To be discussed, not suer if it can/should be handled

Trustlevels should be 'NONE' and need to be restored using an audit-request (not in scope)

#	Parameter	Expectation	Notes
1	dmi-down detection speed	30 seconds
2	device heartbeat frequency (message emitted by DMI plugin for each device)	60 seconds
3	maximum supported devices (by NCMP)	60,0000	Given #2 and #3 this means NCMP needs to process 60,000 message / minute!
4	maximum number of cm-handles down report by DMI in one request and/or per minute	30,000 / minute	a peak can be processed within 60 seconds
5	processing of all trustlevel time for DMI-Down and/or peak load by DMI	1 second
6	If we incorporate into searches endpoints the speed should not be impacted

This epic will only introduce trustlevels NONE and COMPLETE. PARTIAL and POOR may be added later as below.
Re-registration ie. resolving trutslevel degradation is not in scope of this epic
NCMP wil not send notification on trustlevel changes for external consumers

Interface	Name	Trigger	Description	Type	Endpoint or Topic	Schema
1	HealthCheck	30 second interval (configurable)	NCMP is to perform a health check against each of the DMI Plugins	REST	http://'$1'/manage/health/readiness This endpoint will be the standard heath check endpoint provided by spring boot actuator. We don't store it anywhere. We just document it for now.
2	CMHandle trust level change	A CMHandle managed by DMI Plugin's trust level has changed	data contains {trustLevel: ENUM} event id is cmhandle id	Kafka	TBD	<cloudEvents-header> id : <cmhandleId> type : org.onap.cm.events.trustlevel-notification data : { trustlevel : "COMPLETE" }
3	TrustLevel Request	Client Request	TrustLevel is to be returned based on the values in above Maps	REST	TBD
4	Document the health check endpoint	30 second interval (configurable)	Document the standard healthcheck endpoint url provided by the dmi plugins. We rely on the standard urls and not store it anywhere.	REST

NCMP is checking every DMI Plugin for health at interface 1 every 30 seconds using the DMI Trust Map
IF a DMI Plugin goes down, that DMI Plugin's trust level is updated to NONE in the DMI Trust Map
IF a DMI Plugin comes back up, Trust level is set back to COMPLETE.

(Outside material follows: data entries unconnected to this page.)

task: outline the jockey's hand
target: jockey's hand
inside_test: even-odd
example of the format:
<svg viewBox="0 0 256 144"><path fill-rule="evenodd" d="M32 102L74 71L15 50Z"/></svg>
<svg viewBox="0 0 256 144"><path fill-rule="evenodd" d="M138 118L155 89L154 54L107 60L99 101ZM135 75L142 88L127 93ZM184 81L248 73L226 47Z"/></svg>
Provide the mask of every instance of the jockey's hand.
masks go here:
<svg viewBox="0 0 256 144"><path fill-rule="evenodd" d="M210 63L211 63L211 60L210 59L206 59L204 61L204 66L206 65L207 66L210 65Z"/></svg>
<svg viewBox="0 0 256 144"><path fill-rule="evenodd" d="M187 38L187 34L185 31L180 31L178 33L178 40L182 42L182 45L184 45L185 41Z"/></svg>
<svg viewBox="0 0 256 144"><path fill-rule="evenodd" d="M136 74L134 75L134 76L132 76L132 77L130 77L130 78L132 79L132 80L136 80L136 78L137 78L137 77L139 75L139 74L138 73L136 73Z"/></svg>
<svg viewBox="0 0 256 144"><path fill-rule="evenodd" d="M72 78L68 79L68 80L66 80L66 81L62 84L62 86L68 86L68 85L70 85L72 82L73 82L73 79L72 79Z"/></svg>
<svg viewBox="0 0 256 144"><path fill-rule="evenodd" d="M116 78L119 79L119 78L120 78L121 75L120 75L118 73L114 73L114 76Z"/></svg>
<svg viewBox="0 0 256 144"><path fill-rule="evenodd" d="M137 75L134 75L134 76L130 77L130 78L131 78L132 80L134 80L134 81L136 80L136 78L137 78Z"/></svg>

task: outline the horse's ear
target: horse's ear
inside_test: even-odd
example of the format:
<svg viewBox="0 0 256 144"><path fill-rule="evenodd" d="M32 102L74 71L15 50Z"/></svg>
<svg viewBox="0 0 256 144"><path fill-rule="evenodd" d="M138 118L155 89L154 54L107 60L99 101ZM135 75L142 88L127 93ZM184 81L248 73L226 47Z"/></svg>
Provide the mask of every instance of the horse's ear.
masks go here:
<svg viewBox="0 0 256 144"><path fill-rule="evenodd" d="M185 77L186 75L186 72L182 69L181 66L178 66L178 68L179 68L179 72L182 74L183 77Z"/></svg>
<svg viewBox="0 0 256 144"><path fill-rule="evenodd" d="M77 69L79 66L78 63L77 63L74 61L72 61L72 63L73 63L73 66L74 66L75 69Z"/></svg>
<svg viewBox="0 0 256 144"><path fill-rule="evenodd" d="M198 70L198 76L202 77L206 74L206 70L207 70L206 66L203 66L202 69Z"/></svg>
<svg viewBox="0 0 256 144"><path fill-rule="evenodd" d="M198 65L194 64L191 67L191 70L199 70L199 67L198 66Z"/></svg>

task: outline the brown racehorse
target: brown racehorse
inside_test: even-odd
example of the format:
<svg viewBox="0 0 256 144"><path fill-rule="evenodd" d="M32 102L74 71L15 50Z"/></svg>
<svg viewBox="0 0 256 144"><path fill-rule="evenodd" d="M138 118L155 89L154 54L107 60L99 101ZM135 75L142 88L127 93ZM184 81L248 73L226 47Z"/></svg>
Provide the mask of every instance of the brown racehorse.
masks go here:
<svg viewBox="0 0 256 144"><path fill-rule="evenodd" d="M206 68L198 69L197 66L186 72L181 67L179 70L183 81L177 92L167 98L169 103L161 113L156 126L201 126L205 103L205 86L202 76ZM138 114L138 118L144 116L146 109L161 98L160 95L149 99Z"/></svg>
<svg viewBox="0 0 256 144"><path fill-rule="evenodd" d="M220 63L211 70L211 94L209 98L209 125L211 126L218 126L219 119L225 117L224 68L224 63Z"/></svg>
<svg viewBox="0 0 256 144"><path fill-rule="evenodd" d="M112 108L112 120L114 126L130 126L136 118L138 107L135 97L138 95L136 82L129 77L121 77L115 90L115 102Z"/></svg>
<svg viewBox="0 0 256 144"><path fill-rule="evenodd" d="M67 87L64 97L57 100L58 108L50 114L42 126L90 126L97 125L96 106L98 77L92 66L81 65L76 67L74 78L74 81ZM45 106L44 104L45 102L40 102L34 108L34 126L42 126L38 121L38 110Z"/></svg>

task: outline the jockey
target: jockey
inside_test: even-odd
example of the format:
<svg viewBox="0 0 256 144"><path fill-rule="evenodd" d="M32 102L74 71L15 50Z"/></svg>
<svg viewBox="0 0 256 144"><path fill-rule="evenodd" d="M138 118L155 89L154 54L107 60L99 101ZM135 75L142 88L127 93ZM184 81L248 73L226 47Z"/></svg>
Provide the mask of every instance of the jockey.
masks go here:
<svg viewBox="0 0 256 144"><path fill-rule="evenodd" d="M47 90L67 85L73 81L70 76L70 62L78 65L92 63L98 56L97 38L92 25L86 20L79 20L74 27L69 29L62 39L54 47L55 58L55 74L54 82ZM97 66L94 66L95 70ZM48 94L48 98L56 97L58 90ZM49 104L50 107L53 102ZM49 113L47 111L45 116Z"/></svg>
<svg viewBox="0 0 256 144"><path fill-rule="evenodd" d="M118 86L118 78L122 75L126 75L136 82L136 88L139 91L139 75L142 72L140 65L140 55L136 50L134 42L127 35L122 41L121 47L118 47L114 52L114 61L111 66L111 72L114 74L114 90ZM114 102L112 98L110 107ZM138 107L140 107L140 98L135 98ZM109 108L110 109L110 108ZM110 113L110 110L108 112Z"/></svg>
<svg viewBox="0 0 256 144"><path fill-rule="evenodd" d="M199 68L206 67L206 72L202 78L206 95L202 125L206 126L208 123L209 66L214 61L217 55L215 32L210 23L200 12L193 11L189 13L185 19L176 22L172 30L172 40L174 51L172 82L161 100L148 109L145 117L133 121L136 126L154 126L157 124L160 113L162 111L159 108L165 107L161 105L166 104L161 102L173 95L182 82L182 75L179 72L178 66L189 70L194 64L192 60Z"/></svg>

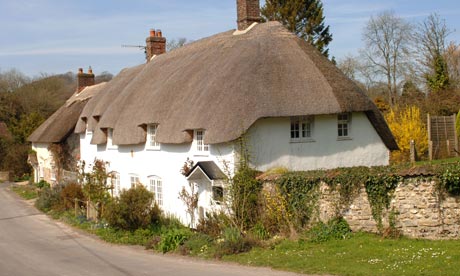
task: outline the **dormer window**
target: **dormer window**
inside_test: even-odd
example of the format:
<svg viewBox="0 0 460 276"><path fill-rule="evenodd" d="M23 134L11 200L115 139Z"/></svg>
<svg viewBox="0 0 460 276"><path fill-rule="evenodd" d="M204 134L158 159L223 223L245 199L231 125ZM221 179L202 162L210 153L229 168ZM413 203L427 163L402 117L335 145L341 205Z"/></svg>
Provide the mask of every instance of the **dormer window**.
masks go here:
<svg viewBox="0 0 460 276"><path fill-rule="evenodd" d="M337 136L339 140L348 140L350 137L351 114L340 113L337 115Z"/></svg>
<svg viewBox="0 0 460 276"><path fill-rule="evenodd" d="M158 129L157 124L147 125L147 141L146 141L147 149L152 149L152 150L160 149L160 143L158 143L157 141L157 129Z"/></svg>
<svg viewBox="0 0 460 276"><path fill-rule="evenodd" d="M209 152L209 145L204 143L204 130L195 130L195 150L197 152Z"/></svg>
<svg viewBox="0 0 460 276"><path fill-rule="evenodd" d="M107 149L117 149L117 146L113 144L113 128L107 129Z"/></svg>
<svg viewBox="0 0 460 276"><path fill-rule="evenodd" d="M313 141L313 116L291 118L291 142Z"/></svg>

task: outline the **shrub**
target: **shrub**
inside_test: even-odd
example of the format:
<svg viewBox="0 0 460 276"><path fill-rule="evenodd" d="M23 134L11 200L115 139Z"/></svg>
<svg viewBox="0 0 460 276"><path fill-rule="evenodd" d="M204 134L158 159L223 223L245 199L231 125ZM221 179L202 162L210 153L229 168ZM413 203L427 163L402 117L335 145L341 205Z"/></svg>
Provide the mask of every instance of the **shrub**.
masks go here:
<svg viewBox="0 0 460 276"><path fill-rule="evenodd" d="M195 233L180 247L183 255L205 255L212 247L213 238L202 233Z"/></svg>
<svg viewBox="0 0 460 276"><path fill-rule="evenodd" d="M222 239L216 248L216 258L221 258L224 255L248 252L256 244L254 240L243 237L240 231L233 227L224 229Z"/></svg>
<svg viewBox="0 0 460 276"><path fill-rule="evenodd" d="M163 253L174 251L192 235L189 229L170 229L161 235L157 249Z"/></svg>
<svg viewBox="0 0 460 276"><path fill-rule="evenodd" d="M104 218L110 226L130 231L157 223L160 214L153 194L142 185L122 191L104 210Z"/></svg>
<svg viewBox="0 0 460 276"><path fill-rule="evenodd" d="M386 114L385 119L400 148L400 151L392 153L393 161L409 160L411 140L415 141L418 153L425 154L427 152L427 131L418 107L408 106L401 110L392 109Z"/></svg>
<svg viewBox="0 0 460 276"><path fill-rule="evenodd" d="M72 209L75 207L75 200L79 207L84 206L85 195L81 185L77 183L70 183L65 186L61 191L61 198L65 209Z"/></svg>
<svg viewBox="0 0 460 276"><path fill-rule="evenodd" d="M61 187L54 186L44 187L35 202L35 207L43 212L49 212L50 210L60 210L62 205L61 198Z"/></svg>
<svg viewBox="0 0 460 276"><path fill-rule="evenodd" d="M318 222L307 232L307 236L312 242L325 242L347 239L350 233L351 229L347 221L343 218L335 218L327 224L322 221Z"/></svg>
<svg viewBox="0 0 460 276"><path fill-rule="evenodd" d="M224 213L206 214L200 218L196 230L200 233L217 238L222 233L222 229L230 225L230 219Z"/></svg>

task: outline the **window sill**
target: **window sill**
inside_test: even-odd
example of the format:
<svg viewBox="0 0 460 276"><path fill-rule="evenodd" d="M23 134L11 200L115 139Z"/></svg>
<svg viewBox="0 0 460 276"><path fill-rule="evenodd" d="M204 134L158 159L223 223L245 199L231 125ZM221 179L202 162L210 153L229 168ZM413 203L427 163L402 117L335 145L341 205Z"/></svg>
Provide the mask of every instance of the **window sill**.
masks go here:
<svg viewBox="0 0 460 276"><path fill-rule="evenodd" d="M195 153L193 154L193 156L209 156L209 152L208 152L208 151L195 152Z"/></svg>
<svg viewBox="0 0 460 276"><path fill-rule="evenodd" d="M314 143L316 142L315 139L311 138L304 138L304 139L291 139L289 143L291 144L298 144L298 143Z"/></svg>

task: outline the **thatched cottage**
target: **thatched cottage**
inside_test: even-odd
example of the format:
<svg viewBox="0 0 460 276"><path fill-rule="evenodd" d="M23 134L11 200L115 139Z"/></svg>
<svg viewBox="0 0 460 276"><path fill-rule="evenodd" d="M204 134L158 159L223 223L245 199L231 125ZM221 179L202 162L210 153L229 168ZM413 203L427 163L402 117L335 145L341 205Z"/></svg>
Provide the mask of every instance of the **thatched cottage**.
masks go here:
<svg viewBox="0 0 460 276"><path fill-rule="evenodd" d="M29 154L28 162L34 170L35 182L58 182L59 174L66 169L64 166L72 164L70 166L74 167L80 158L80 136L74 133L75 125L89 99L99 93L105 85L104 82L95 85L94 81L91 69L84 73L80 68L75 93L29 136L28 140L32 142L34 153ZM64 151L60 154L71 160L66 160L67 164L58 164L62 161L54 158L52 145L59 145L60 150Z"/></svg>
<svg viewBox="0 0 460 276"><path fill-rule="evenodd" d="M237 7L237 30L168 53L151 31L148 62L123 70L83 108L81 159L110 163L115 194L140 182L187 221L178 193L190 182L199 215L219 208L241 137L261 171L388 164L397 144L364 92L280 23L259 23L258 0ZM187 158L196 165L184 177Z"/></svg>

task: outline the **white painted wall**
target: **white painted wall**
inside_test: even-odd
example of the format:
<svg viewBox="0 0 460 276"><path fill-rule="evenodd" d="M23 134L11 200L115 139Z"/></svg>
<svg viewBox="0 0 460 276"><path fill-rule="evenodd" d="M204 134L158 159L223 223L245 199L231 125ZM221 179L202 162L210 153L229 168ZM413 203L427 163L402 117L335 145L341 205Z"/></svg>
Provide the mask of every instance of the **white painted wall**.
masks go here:
<svg viewBox="0 0 460 276"><path fill-rule="evenodd" d="M182 187L188 188L188 181L180 173L180 170L190 158L196 164L198 161L214 161L224 173L227 167L233 171L233 145L231 143L212 145L207 154L198 153L193 150L194 144L161 144L160 150L146 149L145 145L130 145L109 147L107 145L91 145L91 134L80 136L81 160L86 164L94 163L94 159L109 162L108 171L120 174L120 184L122 189L131 187L130 176L138 175L140 182L148 187L148 177L158 176L163 184L163 206L162 210L167 214L174 215L181 219L185 224L189 223L186 215L186 207L179 199L179 192ZM202 193L200 206L205 210L213 208L208 197Z"/></svg>
<svg viewBox="0 0 460 276"><path fill-rule="evenodd" d="M350 131L351 139L338 140L337 115L316 116L314 142L291 143L290 118L261 119L248 131L248 147L252 163L261 171L273 167L311 170L388 164L389 151L365 114L353 113ZM188 181L180 173L186 159L190 158L195 163L214 161L224 173L230 170L230 174L233 174L234 170L236 154L233 143L211 145L209 153L203 154L194 150L194 143L161 144L160 150L151 150L145 145L109 148L107 145L91 145L91 133L82 134L80 139L81 160L87 164L92 164L95 158L109 162L108 170L120 174L122 189L131 187L131 174L138 175L140 182L146 186L149 176L160 177L163 184L163 211L178 217L185 224L189 223L189 218L186 207L179 199L179 192L182 187L188 187ZM199 207L203 207L205 212L216 209L210 202L212 193L207 188L199 188Z"/></svg>
<svg viewBox="0 0 460 276"><path fill-rule="evenodd" d="M45 180L50 184L55 179L51 179L53 156L48 150L49 143L32 143L32 150L37 153L38 168L34 168L34 182Z"/></svg>
<svg viewBox="0 0 460 276"><path fill-rule="evenodd" d="M337 137L337 115L314 118L313 142L290 142L290 118L258 120L248 131L251 163L261 171L389 164L389 150L364 113L353 113L349 140Z"/></svg>

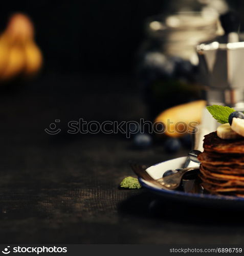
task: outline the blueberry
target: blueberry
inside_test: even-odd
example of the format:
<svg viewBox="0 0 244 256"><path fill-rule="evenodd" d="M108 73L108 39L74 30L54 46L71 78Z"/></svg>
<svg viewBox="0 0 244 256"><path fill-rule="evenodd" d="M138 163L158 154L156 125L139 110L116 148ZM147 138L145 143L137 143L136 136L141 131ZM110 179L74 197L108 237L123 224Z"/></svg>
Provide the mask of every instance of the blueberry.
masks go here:
<svg viewBox="0 0 244 256"><path fill-rule="evenodd" d="M164 149L168 153L173 153L178 151L181 148L181 142L176 138L169 138L164 143Z"/></svg>
<svg viewBox="0 0 244 256"><path fill-rule="evenodd" d="M160 77L173 76L175 63L159 52L149 52L142 61L143 76L151 81Z"/></svg>
<svg viewBox="0 0 244 256"><path fill-rule="evenodd" d="M168 176L169 175L171 175L171 174L176 174L178 172L179 170L181 170L181 168L176 169L175 170L168 170L164 173L163 174L163 178L165 177Z"/></svg>
<svg viewBox="0 0 244 256"><path fill-rule="evenodd" d="M137 147L146 148L151 145L152 138L149 134L138 134L135 136L133 143Z"/></svg>
<svg viewBox="0 0 244 256"><path fill-rule="evenodd" d="M135 135L140 132L141 127L137 122L131 121L128 123L128 127L131 135Z"/></svg>
<svg viewBox="0 0 244 256"><path fill-rule="evenodd" d="M234 117L244 119L244 114L241 111L234 111L229 116L229 123L231 125Z"/></svg>
<svg viewBox="0 0 244 256"><path fill-rule="evenodd" d="M187 134L182 138L181 141L182 141L182 144L186 147L190 148L192 144L192 135Z"/></svg>

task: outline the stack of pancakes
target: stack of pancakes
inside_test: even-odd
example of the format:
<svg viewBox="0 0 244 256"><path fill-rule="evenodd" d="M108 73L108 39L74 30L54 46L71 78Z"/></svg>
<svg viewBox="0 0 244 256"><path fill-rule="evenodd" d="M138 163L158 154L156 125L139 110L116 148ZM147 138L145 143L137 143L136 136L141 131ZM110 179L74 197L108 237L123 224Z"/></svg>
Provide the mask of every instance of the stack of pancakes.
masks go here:
<svg viewBox="0 0 244 256"><path fill-rule="evenodd" d="M204 148L198 158L204 189L244 197L244 137L224 140L214 132L205 136Z"/></svg>

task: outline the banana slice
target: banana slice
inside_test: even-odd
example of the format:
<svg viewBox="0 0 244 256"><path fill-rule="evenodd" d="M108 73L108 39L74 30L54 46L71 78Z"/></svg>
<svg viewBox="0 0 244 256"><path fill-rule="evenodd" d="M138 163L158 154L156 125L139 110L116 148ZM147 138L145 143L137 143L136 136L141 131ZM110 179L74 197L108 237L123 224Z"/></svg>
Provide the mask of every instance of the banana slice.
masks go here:
<svg viewBox="0 0 244 256"><path fill-rule="evenodd" d="M244 119L234 117L231 129L238 134L244 137Z"/></svg>
<svg viewBox="0 0 244 256"><path fill-rule="evenodd" d="M234 119L237 119L237 118L233 118L232 125ZM239 119L239 118L238 119ZM241 120L243 120L244 121L244 119ZM240 138L241 136L233 131L232 128L232 126L231 126L229 123L221 124L217 128L217 135L218 135L218 136L221 139L224 139L224 140L234 139Z"/></svg>

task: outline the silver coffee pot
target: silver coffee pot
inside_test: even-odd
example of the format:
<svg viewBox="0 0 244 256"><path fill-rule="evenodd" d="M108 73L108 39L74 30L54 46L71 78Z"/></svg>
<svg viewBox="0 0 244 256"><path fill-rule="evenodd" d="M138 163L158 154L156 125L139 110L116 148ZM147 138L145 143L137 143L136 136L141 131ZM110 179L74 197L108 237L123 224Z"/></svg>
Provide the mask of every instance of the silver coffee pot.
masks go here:
<svg viewBox="0 0 244 256"><path fill-rule="evenodd" d="M207 105L223 105L244 110L244 41L239 41L239 26L232 14L220 17L225 34L196 47L199 81ZM199 133L203 136L216 130L218 123L204 109ZM201 142L200 142L201 143Z"/></svg>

More details of health check URL can be accessed via:
CPS-1857 Document watchdog job impl. with health check URL

It is the responsibility of the DMI Plugins to update NCMP about the HBs of CMHandles
Through interface 4, DMI Plugins will provide a kafka event on the changing of trustworthiness state of a CMHandle.
1. NCMP receives this event and updates the Untrustworthy CMHandles Set accordingly
Needs to be able to handle a throughput of 60,000 State changes per minute for 2 instances

Body of request to be discussed, Will the request provide a DMI or a list of CMHandles?
Interface 3
NCMP will first check DMI Trust Map for the CMHandle
1. If that DMI which is managing the CMHandle is marked as untrustworthy then we return NONE without checking the Untrustworthy CMHandles Map
2. If that DMI is trustworthy, we check the individual CMHandles Map, if the CMHandle is in the Map then return NONE.
Logically IF (DMITrustMap.getDMIPlugin.getTrustLevel == NONE) Return NONE
1. ELSE (IF UntrustworthyCMHandlesMap.getDMIPlugin.contains(CMHandle) RETURN NONE
2. ELSE return COMPLETE